A Dying Request.—A kind physician living near Boston, wishing to smooth the last hours of a poor woman whom he was attending, asked her if there was anything he could do for her before she died. The poor soul, looking up, replied, “Doctor, I have always thought I should like to have a glass butter-dish before I died.”


XXVIII.

BLEEDERS AND BUTCHERS.

“Three special months, September, April, May,
There are in which ’tis good to ope a vein:
In these three months the moon bears greatest sway;
Then old or young that store of blood contain.
September, April, May, have daies apiece
That bleeding do forbid, and eating geese.”

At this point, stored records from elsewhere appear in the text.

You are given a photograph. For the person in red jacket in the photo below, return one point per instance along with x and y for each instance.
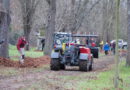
(20, 47)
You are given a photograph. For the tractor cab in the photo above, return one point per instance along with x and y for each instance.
(68, 50)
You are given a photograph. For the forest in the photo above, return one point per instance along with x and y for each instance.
(64, 44)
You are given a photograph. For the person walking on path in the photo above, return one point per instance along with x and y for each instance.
(20, 47)
(101, 46)
(106, 48)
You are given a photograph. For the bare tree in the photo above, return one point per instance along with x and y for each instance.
(4, 26)
(116, 81)
(28, 11)
(128, 34)
(50, 27)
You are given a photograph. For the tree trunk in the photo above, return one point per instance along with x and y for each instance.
(128, 34)
(50, 28)
(116, 80)
(4, 29)
(27, 31)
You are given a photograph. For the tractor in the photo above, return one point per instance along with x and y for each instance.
(66, 52)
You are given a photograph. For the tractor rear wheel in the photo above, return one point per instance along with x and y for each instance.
(83, 65)
(62, 66)
(55, 64)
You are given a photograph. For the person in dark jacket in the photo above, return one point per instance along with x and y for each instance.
(20, 47)
(106, 48)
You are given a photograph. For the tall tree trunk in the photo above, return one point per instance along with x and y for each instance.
(27, 31)
(51, 27)
(116, 81)
(128, 34)
(4, 28)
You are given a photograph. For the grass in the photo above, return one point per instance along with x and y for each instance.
(14, 54)
(105, 80)
(101, 81)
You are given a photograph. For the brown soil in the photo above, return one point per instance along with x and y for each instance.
(29, 62)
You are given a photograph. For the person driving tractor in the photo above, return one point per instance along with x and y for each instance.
(20, 47)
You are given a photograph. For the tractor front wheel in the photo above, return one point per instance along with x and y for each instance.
(55, 64)
(83, 65)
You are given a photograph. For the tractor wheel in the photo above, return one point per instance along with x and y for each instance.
(62, 66)
(55, 64)
(91, 65)
(83, 65)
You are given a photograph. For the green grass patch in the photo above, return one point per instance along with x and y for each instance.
(106, 79)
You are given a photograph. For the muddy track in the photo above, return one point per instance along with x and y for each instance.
(52, 80)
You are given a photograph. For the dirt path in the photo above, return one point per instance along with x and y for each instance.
(54, 80)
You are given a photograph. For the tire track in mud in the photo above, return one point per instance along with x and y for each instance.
(53, 80)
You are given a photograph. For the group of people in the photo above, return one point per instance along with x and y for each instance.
(107, 47)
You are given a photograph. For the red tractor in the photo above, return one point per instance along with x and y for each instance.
(66, 52)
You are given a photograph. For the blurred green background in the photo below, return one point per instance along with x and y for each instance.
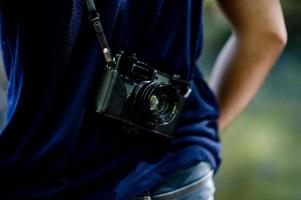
(262, 148)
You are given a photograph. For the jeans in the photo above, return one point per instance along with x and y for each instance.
(193, 183)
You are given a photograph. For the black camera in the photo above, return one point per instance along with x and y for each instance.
(143, 98)
(140, 96)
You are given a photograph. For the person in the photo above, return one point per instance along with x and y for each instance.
(3, 85)
(54, 147)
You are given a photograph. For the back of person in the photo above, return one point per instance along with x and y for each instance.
(53, 145)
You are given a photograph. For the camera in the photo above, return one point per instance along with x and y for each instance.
(140, 96)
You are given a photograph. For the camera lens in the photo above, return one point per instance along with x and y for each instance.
(155, 102)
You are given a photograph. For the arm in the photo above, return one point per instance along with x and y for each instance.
(258, 37)
(3, 85)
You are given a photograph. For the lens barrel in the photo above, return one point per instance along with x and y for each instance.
(156, 103)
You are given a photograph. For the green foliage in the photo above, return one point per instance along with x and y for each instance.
(261, 150)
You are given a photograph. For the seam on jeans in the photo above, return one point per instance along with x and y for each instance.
(184, 189)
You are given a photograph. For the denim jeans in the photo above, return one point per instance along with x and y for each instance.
(193, 183)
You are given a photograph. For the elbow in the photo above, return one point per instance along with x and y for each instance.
(280, 38)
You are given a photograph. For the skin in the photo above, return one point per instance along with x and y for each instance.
(258, 38)
(3, 85)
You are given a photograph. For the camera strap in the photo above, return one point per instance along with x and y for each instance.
(94, 17)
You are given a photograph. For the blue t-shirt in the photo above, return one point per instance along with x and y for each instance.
(52, 145)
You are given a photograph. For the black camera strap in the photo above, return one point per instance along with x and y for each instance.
(94, 17)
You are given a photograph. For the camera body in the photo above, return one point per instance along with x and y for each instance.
(140, 96)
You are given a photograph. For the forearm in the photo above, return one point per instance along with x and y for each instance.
(240, 70)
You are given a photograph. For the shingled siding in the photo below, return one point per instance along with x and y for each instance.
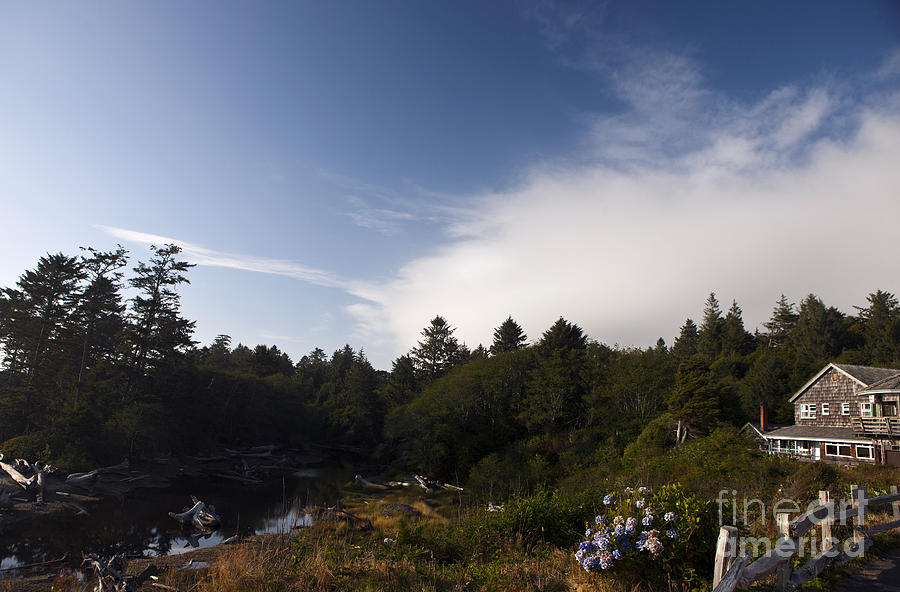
(833, 391)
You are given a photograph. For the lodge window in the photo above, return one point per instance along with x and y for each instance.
(838, 450)
(865, 451)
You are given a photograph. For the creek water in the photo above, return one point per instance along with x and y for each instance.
(140, 524)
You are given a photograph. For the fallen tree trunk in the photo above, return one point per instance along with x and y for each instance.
(433, 484)
(200, 515)
(33, 483)
(91, 476)
(13, 471)
(111, 574)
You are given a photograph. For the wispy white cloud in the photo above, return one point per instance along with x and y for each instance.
(684, 192)
(387, 210)
(209, 257)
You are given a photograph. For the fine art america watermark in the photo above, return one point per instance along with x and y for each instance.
(755, 510)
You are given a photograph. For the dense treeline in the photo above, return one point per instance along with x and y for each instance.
(98, 363)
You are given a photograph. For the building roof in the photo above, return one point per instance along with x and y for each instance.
(867, 374)
(891, 384)
(864, 375)
(757, 427)
(801, 432)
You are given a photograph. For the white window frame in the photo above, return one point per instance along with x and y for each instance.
(835, 449)
(869, 449)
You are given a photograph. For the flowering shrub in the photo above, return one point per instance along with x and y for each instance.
(660, 537)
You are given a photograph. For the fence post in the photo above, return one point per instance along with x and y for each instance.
(827, 541)
(783, 584)
(858, 494)
(895, 505)
(726, 552)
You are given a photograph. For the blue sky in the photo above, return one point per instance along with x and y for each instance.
(343, 171)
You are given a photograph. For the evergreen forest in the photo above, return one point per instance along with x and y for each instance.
(99, 364)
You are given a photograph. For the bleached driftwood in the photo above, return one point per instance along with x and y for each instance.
(362, 480)
(33, 483)
(433, 484)
(91, 476)
(111, 574)
(14, 470)
(203, 517)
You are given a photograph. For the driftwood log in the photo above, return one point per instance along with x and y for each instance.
(28, 476)
(90, 477)
(200, 515)
(433, 484)
(111, 574)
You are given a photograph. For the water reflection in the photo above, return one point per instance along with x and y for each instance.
(140, 525)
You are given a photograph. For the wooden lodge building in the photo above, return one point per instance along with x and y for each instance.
(845, 414)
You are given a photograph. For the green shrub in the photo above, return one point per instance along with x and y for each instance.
(659, 540)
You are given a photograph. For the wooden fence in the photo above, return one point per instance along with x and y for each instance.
(734, 569)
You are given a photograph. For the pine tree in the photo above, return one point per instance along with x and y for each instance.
(709, 343)
(818, 337)
(100, 310)
(509, 336)
(49, 295)
(685, 345)
(158, 329)
(561, 338)
(438, 351)
(735, 339)
(783, 321)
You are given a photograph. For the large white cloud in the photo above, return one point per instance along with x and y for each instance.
(797, 194)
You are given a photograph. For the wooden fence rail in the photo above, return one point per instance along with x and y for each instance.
(734, 569)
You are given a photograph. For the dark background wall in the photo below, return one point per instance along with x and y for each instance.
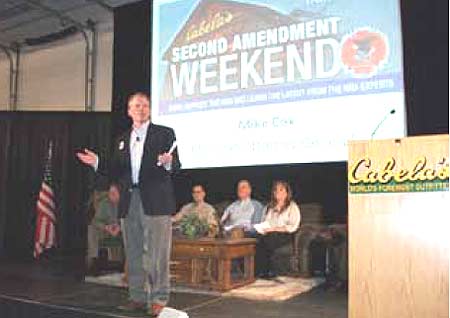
(425, 37)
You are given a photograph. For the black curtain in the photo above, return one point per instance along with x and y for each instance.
(425, 53)
(25, 137)
(131, 58)
(425, 40)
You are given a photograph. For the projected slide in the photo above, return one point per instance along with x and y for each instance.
(270, 82)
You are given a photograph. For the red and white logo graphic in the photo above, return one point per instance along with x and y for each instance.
(364, 51)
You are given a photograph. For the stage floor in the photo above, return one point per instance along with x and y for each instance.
(29, 290)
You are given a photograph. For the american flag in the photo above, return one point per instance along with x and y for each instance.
(45, 235)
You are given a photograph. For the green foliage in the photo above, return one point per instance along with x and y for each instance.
(193, 227)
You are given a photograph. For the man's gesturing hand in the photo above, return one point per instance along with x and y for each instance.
(88, 157)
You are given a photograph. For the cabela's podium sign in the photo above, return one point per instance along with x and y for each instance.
(398, 227)
(389, 171)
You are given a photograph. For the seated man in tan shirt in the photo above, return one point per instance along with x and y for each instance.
(204, 210)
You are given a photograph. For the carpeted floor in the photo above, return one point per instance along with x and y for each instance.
(278, 289)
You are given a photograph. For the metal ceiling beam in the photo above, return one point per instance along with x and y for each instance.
(8, 54)
(103, 5)
(63, 17)
(30, 21)
(89, 67)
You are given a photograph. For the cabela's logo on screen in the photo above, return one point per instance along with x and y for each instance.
(422, 175)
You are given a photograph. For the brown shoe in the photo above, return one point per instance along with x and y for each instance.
(156, 310)
(133, 306)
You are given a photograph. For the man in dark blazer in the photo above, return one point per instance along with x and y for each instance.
(144, 159)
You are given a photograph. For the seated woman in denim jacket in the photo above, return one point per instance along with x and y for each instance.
(282, 218)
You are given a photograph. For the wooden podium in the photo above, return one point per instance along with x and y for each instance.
(399, 228)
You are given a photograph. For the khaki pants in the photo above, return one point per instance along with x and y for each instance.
(148, 241)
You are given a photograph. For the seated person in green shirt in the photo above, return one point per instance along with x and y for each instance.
(104, 224)
(204, 210)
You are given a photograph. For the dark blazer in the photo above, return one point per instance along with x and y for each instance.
(155, 182)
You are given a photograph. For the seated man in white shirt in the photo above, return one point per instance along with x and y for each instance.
(244, 212)
(203, 210)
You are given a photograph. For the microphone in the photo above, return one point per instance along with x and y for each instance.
(172, 148)
(391, 112)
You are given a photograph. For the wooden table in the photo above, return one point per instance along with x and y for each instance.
(218, 264)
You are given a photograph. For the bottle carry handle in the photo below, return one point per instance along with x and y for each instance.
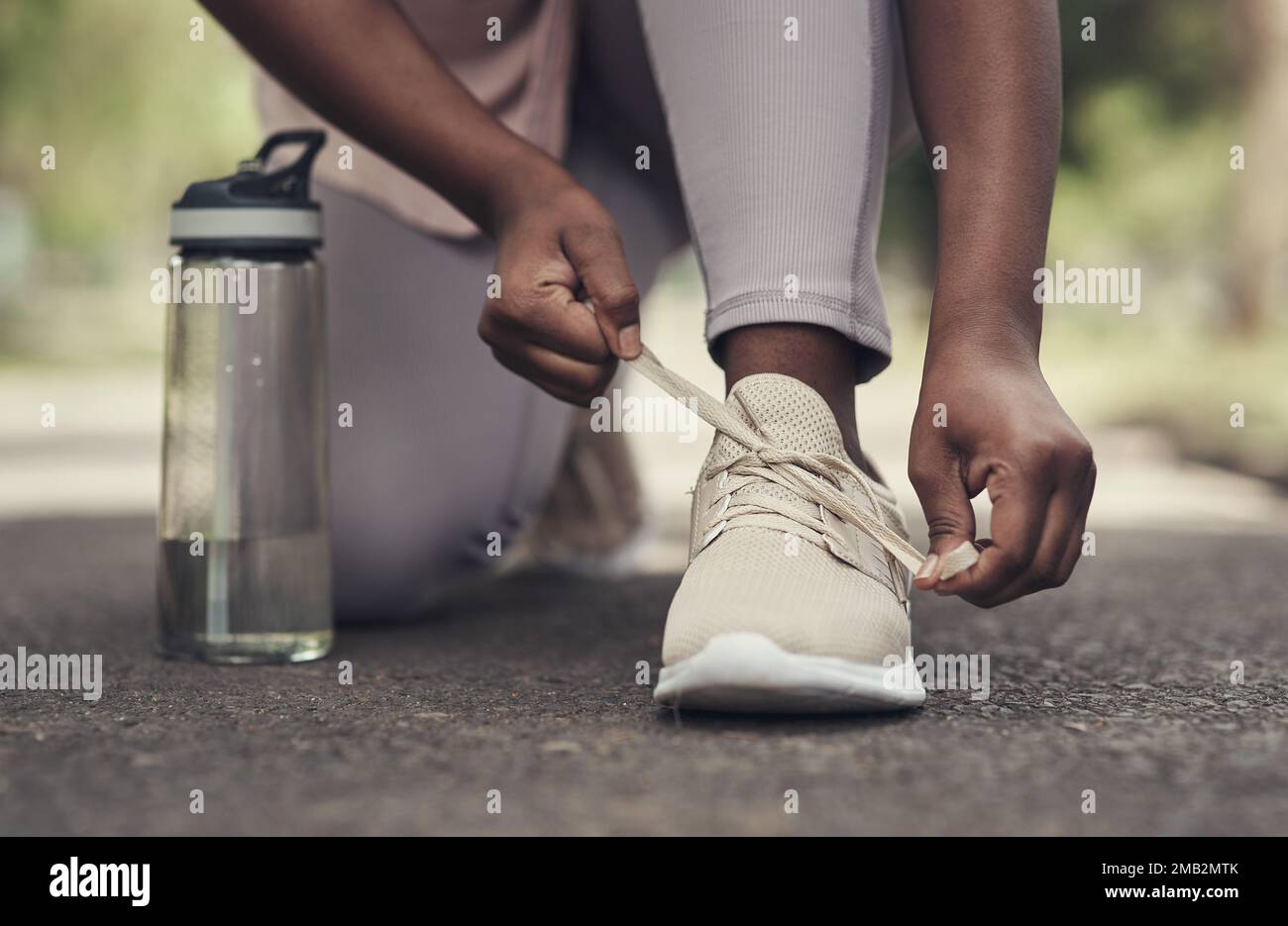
(292, 180)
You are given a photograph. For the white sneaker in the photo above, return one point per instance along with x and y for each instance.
(786, 607)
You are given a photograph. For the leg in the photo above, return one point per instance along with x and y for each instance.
(782, 150)
(446, 446)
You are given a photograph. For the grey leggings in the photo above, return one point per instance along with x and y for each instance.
(781, 149)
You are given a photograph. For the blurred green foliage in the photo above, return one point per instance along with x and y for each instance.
(136, 110)
(133, 110)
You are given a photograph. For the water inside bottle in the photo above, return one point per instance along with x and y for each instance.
(246, 600)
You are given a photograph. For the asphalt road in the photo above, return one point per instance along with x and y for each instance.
(1119, 684)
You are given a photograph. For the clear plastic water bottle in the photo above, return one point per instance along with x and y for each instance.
(245, 569)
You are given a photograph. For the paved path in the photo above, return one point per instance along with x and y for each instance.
(1119, 684)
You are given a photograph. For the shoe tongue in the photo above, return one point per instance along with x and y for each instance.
(784, 411)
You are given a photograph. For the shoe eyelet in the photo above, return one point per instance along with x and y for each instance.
(712, 534)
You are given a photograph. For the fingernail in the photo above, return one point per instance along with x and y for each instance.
(630, 340)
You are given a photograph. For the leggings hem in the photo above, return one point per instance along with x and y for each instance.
(769, 307)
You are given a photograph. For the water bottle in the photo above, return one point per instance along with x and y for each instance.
(245, 566)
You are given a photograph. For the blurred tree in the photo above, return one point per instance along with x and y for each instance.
(1260, 240)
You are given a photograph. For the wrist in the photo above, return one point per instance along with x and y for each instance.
(527, 178)
(983, 335)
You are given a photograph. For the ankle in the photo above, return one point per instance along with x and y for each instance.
(820, 359)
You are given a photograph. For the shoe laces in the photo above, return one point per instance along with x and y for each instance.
(814, 476)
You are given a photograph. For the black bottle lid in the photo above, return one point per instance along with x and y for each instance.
(254, 210)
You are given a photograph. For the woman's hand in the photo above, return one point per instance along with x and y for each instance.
(992, 423)
(558, 253)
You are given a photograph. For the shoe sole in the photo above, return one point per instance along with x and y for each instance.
(751, 673)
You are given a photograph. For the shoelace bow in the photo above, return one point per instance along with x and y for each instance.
(812, 475)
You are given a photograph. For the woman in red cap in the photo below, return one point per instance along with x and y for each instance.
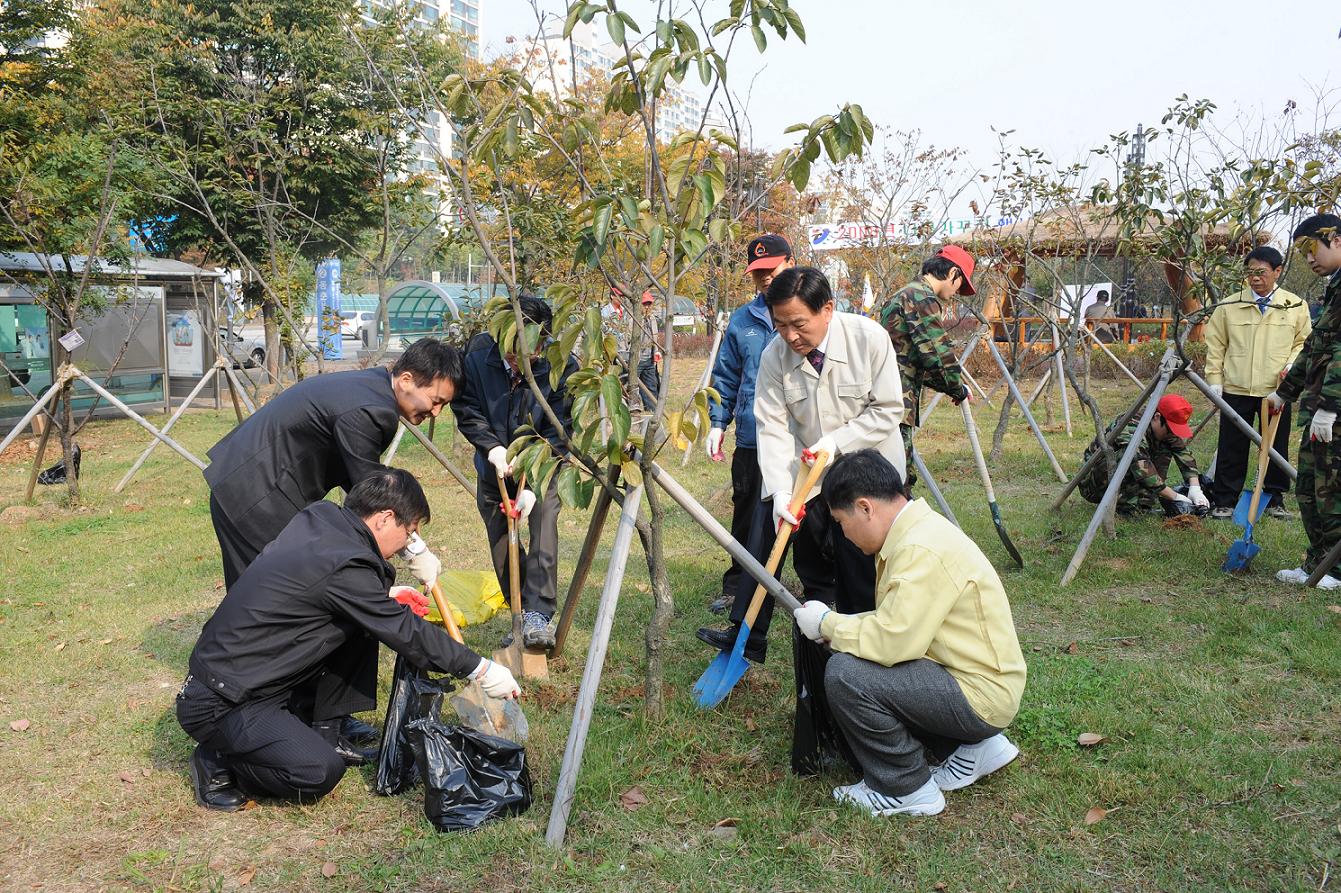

BLEEDING IN 1872.—EARLIEST BLOOD-LETTERS.—A ROYAL SURGEON.—A DRAWING JOKE.—THE PRETTY COQUETTE.—TINKERS AS BLEEDERS.—WHOLESALE BUTCHERY.—THE BARBERS OF SOUTH AMERICA.—OUR FOREFATHERS BLEED.—A FRENCH BUTCHER.—CUR?—ABERNETHY OPPOSES BLOOD-LETTING.—THE MISFORTUNES OF A BARBER-SURGEON (THREE SCENES FROM DOUGLAS JERROLD) JOB PIPPINS AND THE WAGONER; JOB AND THE HIGHWAYMEN; JOB NAKED AND JOB DRESSED.

When, in the year of our Lord 1872, a full half dozen educated physicians meet around the dying bed of a Rich man in this city to quarrel over him, and in the absence of one branch of the faction, the other assume charge of the patient, whom they bleed and leave in articulo mortis, it is not too late to take up the subject of venesection.

Podalirius is supposed to have been the first man who employed blood-letting, since whose time the lancet is said to have slain more than the sword; and, notwithstanding the many lives that have been sacrificed to this bloody absurdity, it is still practised by those who claim to have all science and wisdom for its sanction.